Forum Discussion

Ryan_H_'s avatar
Ryan_H_
Level 4
15 years ago

Primary server hangs with replication operations...

Hello,

I have SF 5.1 w/ SP1 installed on win 2008 w/ VVR option, (2 nodes, primary and secondary).  My replication had been working fine for last few days but for last week end I am facing an issue with my primary server.

Whenever I tries to pause or stop or start the replication my server gets hang and I have to do hard reset by power off the system.

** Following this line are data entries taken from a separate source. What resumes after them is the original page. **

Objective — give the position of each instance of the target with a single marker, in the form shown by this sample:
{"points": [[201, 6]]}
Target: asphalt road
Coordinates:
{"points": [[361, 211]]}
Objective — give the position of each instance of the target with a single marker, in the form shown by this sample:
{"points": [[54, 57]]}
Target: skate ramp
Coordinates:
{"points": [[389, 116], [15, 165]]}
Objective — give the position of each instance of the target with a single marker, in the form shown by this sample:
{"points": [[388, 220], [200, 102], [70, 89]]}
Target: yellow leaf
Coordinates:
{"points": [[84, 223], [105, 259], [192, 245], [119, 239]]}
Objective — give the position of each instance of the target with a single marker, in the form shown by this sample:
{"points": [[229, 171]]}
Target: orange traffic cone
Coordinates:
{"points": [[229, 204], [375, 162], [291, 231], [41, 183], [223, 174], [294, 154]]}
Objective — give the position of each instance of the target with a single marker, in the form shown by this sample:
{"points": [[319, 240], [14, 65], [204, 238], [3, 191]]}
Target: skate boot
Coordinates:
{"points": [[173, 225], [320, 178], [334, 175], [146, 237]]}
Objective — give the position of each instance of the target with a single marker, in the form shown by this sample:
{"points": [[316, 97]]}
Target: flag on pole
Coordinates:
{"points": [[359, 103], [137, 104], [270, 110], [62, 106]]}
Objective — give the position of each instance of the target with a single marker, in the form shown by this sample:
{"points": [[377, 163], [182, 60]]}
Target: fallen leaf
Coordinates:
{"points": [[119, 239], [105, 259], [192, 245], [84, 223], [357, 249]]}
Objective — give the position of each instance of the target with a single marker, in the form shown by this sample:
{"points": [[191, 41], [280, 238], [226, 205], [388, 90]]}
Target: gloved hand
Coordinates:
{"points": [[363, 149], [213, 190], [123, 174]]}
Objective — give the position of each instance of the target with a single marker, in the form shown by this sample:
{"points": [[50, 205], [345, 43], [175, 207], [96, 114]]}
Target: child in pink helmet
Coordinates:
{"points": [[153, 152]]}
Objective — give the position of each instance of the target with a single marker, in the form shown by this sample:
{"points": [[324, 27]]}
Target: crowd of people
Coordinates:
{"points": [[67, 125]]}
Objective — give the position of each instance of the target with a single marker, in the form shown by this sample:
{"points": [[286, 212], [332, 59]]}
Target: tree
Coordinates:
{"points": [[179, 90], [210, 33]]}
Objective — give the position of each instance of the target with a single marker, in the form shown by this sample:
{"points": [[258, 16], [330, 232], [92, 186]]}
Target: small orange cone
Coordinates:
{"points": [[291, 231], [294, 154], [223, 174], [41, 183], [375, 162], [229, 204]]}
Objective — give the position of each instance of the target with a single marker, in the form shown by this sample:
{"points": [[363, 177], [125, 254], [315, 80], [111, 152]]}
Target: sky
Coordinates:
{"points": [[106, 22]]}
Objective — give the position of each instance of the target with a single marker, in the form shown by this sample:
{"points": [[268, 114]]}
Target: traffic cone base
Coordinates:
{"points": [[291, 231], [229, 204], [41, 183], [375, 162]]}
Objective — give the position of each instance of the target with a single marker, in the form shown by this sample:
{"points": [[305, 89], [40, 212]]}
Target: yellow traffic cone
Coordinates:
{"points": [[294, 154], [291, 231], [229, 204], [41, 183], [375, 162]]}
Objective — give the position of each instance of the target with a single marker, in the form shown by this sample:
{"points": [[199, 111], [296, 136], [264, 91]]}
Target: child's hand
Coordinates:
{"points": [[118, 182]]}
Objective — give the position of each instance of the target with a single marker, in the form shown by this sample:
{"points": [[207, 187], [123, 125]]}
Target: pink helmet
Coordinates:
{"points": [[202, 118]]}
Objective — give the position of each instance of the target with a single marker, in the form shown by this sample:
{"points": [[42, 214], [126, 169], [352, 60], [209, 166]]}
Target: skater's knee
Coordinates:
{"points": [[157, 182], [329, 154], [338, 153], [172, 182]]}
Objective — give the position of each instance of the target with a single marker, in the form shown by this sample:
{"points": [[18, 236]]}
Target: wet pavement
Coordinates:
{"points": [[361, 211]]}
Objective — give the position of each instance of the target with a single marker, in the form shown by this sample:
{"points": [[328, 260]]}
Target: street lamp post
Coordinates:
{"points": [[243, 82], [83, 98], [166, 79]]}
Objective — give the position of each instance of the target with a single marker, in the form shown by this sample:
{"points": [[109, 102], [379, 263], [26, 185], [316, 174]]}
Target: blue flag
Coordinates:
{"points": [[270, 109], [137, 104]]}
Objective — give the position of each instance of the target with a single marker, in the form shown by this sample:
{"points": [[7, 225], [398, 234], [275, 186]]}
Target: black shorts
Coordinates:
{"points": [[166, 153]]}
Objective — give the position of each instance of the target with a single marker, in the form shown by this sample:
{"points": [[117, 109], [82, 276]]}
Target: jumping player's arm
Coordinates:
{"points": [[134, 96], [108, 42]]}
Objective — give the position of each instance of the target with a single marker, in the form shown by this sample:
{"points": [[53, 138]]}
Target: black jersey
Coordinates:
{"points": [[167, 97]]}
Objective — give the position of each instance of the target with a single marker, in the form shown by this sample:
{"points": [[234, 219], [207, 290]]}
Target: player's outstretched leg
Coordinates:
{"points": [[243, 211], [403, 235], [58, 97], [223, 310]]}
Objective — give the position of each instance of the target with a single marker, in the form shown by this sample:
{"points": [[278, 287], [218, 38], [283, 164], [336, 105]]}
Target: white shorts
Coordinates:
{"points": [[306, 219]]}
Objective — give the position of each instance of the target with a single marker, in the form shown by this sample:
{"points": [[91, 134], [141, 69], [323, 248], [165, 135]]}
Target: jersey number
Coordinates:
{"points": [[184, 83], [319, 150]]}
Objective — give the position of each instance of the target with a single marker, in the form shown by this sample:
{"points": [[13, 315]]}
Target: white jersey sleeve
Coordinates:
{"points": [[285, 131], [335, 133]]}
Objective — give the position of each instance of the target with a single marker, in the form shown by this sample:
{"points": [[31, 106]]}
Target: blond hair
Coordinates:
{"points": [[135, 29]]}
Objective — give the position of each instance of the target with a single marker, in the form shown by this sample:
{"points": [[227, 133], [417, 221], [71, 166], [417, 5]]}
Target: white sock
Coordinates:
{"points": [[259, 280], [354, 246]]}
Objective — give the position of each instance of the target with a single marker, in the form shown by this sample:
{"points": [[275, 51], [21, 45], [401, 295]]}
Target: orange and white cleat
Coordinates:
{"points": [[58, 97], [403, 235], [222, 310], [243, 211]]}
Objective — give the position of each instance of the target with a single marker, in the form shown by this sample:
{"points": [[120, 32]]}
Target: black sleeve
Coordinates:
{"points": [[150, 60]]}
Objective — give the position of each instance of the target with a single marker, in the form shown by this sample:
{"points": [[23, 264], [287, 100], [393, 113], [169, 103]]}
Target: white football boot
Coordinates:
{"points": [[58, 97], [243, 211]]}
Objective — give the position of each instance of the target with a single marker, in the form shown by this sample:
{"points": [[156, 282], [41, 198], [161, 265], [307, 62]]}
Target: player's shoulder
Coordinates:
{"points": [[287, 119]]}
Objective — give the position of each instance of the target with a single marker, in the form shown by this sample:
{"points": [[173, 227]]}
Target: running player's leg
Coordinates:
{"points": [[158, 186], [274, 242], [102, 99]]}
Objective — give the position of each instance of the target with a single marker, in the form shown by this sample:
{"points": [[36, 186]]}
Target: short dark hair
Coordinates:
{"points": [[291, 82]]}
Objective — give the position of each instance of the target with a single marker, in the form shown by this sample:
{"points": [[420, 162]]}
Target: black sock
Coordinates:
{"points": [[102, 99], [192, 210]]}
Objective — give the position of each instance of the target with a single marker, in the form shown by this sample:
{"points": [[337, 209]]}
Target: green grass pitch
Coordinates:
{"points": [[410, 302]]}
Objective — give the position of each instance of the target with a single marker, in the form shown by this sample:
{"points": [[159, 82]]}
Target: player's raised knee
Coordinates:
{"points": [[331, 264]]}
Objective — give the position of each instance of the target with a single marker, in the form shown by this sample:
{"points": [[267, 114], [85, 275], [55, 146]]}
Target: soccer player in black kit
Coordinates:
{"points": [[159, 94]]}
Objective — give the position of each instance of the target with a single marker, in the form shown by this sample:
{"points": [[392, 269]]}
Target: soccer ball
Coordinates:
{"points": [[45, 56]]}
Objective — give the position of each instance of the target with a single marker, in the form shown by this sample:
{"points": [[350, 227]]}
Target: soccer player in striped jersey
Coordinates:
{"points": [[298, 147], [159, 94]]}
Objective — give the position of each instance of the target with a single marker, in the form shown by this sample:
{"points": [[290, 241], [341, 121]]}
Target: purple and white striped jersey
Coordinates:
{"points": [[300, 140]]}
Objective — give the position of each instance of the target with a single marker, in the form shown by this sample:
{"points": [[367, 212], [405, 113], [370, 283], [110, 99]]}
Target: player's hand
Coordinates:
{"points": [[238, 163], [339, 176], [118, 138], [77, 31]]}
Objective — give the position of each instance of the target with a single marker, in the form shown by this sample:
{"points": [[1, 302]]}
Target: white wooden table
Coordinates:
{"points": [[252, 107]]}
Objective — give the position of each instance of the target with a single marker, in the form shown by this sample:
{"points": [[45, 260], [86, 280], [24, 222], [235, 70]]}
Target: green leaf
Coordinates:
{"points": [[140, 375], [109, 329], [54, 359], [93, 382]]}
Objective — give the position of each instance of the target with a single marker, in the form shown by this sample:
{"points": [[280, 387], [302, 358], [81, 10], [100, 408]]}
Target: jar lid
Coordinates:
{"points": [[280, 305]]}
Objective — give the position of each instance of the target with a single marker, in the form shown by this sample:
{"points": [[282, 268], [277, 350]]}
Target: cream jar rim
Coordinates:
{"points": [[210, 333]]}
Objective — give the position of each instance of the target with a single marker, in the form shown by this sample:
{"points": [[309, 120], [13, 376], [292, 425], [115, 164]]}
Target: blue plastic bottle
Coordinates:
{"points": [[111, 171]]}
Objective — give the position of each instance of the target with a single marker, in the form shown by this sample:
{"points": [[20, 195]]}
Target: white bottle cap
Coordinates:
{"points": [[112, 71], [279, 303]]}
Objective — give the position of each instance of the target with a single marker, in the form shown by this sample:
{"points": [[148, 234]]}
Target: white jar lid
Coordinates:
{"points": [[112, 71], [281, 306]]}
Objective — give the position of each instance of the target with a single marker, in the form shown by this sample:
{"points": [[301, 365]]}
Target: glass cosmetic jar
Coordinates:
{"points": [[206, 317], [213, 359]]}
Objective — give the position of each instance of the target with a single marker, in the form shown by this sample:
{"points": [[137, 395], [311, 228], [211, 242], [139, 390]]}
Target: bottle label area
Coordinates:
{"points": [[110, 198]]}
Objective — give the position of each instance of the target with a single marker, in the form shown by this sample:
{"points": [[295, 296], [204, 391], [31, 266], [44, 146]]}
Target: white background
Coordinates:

There is no issue with the replication itself. but we are unable to do replication operations from the primary server.

Any one have idea, pls share wit me.. thnks...

Regards,
Syed.
  • If you are experiencing this issue you will see events in the system event log.  The command eventually succeeds but is waiting for the rlink to disconnect (hence the "workaround" of disconnecting the network).

    "Some time" (the incident shows 30 mins) after trying the command you will see vxio events in the system event log to say the RLINK was disconnected.

    such as:

    WARNING      Event 99 vxio <server> RLINK <your_rlink_name> disconnected from remote

    and also at this time to this will be a retry

    such as:

    WARNING Event 134 vxio <server> Disconnecting RLINK <your_rlink_name> as retry count exceeded 200
     

    If you can wait to see if these messsages appear, then you are hitting this known issue.  If you are not, or you get a failure message after 1-2 mins, then you have a different issue.

    I can't see where this issue hangs the server as above, I'd suspect that is not this issue.

    This issue would apply to any VVR operation (eg, expand volume, pause, resume) so if you are executing from the secondary site you may hit this issue.

    James.

  • Have you had a look at Event Viewer Application Log as well as System log yet?
  • Yes, I checked on both servers but nothing is there,

    When ever i try to pause the replication my primary server becomes hang,

    Reards,
    Ryan

  • Seems this is a 'Known Issue'. Extract from Release Notes:
    Known Issues -> Veritas Volume Replicator
    p.96:
    Pause and Resume commands take a long time to complete (495192)
    At times, the pause and resume operation can take a long time to complete due to which it appears to be hung.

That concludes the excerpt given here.